In comparing the sixties and the nineties, my first thought was how much popular culture has changed since then and how different society is today. The strange thing is, the more I tried to differentiate between them, the more similarities I found. Both the sixties and the nineties were about youth, creativity, free-thinking, and expression. With the nineties coming to a close and the popularity of anything “retro,” I decided to compare the fashions, people, music, and issues that defined pop culture in the 1960’s and its influence on pop culture in the 1990’s.
In the 1960’s, society was changing by the minute and fashion was “anything goes”. In the early sixties, Jackie Kennedy influenced fashion with her elegant, stylish outfits and her trademark pillbox hat. In the late sixties, the “mod look” was popularized by go-go boots and mini-skirts, while bellbottom jeans, tie-dye shirts, long skirts and peasant dresses were worn by the hippie culture. Glance through any fashion catalog or magazine in the nineties and you will see models wearing the same fashions popularized in the late sixties. This illustrates how the 60’s contributed to today’s fashions.
In the sixties, people in television, film and movies became the new socially elite and their influence had a profound impact on fashion, attitudes, and social values. In the nineties, supermodels and sports figures have joined this group. The fascination the public has with celebrities is perhaps more prominent now than it was in the sixties and their influence is found in all aspects of pop culture in the nineties. As fashion in the 60’s influenced fashion in the 90’s, the spirit of music in the 60’s is present in the music of the 90’s. Many of the artists popular in the sixties are still major forces in music today.
There is no one genre of music that can define either decade. After the appearance of the Beatles and the British invasion in the early sixties, music changed and everything before it was all but swept away. There was surf music from the Beach Boys; folk music from Bob Dylan; R&B influenced music from Motown and the Rolling Stones; and psychedelic music from Jefferson Airplane and the Doors. In the nineties, many new types of music evolved. These include rap music and hip-hop which came from urban dissatisfaction and unrest, while underground alternative rock became mainstream.
In 1969, the Woodstock music festival embodied the spirit of peace and love. It was repeated in 1994 and 1999, but unfortunately, the festival in 1999 ended in violence, marring the essence of the original Woodstock. Racial tensions, civil rights disturbances, and deeply divided opinions over the American presence in the Vietnam war, all served to give the sixties a radical edge. People were passionate about what they believed in and were willing to give their lives, if necessary, to the cause.

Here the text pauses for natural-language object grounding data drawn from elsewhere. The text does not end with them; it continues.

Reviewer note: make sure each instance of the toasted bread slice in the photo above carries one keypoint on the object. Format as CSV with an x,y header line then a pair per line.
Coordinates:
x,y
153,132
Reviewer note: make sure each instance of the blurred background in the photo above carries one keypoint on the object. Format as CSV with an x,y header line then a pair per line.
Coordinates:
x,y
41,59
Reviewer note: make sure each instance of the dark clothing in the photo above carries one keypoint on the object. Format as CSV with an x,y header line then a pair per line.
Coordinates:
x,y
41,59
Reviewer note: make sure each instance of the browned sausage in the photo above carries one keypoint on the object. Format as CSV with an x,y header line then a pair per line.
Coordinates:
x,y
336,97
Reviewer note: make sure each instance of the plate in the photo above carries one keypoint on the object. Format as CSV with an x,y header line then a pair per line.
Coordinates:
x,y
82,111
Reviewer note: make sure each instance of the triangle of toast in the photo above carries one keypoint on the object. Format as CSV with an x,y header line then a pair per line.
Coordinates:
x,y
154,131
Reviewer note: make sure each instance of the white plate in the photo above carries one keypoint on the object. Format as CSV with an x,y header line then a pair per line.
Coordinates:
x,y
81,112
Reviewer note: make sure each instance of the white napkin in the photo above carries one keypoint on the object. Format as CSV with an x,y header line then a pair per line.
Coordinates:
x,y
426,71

Young people became increasingly opposed to the Vietnam war and had a tendency to express their opinions more violently than Martin Luther King, Jr. ho preached non-violence while leading the civil rights movement. The idea of free love and the feminist movement was popularized by the widespread acceptance of the birth control pill. People in the sixties were intolerant of a government that lied to and misled them. By contrast, people in the nineties are not as passionate about social issues as they were in the sixties. Most people support issues based on what is popular and politically correct. In the nineties, it seems most people are more passionate about obtaining wealth, power and prestige and would rather look the other way when our president lies.
The civil rights movement has been superseded with the fight for gay and lesbian rights. The AIDS epidemic has advocates supporting safe sex rather than the free love attitude that was present in the sixties. Of course, it is impossible to characterize the 60’s and the 90’s so simplistically and in just a few paragraphs. Each was unique in its way. As a “baby boomer” born in 1961, the sixties to me are a decade of memories. I was too young to understand, much less appreciate the significance of the events that influenced my generation.
Some people called the 60’s the “decade of discontent” because of demonstrations against the Vietnam war. Some called it the decade of “peace, love, and harmony” because of the peace movement and the emergence of “flower children”. Who knows what society will call the nineties years from now and what they will remember from this decade? While I will not know the answer for another thirty years, I do know that the sixties has definitely influenced all aspects of pop culture in the nineties. Many of people, attitudes and issues that were important thirty years ago are still present and relevant today.